Debt and return pursuit: NIC: deferred NICs: background and introduction
Legally a NICs liability can arise on earnings from each employment or self-employment of a contributor. If there were no limits, a contributor with more than one employment or who is both employed and self-employed could
- pay more NICs than someone who earns the same amount from a single employment and
- pay more NICs than are necessary to secure full benefit entitlement.
Deferment prevents a contributor paying NICs above the maximum required for the particular tax year and ensures that refunds of overpaid contributions do not have to be made.
Applying for deferment
There is no automatic right to deferment; the contributor must apply and confirm details of their total earnings. Form CA72A is used for deferment of Class 1 and CA72B for Class 2 and Class 4.
Deferment applies for one year only and further applications will not be considered if an earlier deferment debt remains.
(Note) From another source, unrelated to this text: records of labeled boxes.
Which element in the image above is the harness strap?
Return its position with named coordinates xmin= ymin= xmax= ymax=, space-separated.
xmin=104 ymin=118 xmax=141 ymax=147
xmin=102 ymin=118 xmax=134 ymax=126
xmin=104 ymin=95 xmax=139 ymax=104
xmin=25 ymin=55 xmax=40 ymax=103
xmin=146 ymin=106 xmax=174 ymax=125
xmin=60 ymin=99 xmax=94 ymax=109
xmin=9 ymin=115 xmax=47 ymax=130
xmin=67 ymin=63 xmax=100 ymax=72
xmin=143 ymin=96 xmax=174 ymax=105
If no debt is outstanding, a contributor is automatically invited to apply for deferment in later years (as long as certain criteria are satisfied).
Deferment is agreed in advance, on the basis that the customer will pay maximum Class 1 NICs for the year in their main employment. Payment of NICs on any other employment or self- employment is deferred on this basis.
Debts arise because the customer actually earns less in their main employment than estimated at the time of making the deferment application and does not pay maximum Class 1 NICs. This means that NICs are due on all or part of the earnings from their other employment or self employment up to the maximum required for the year.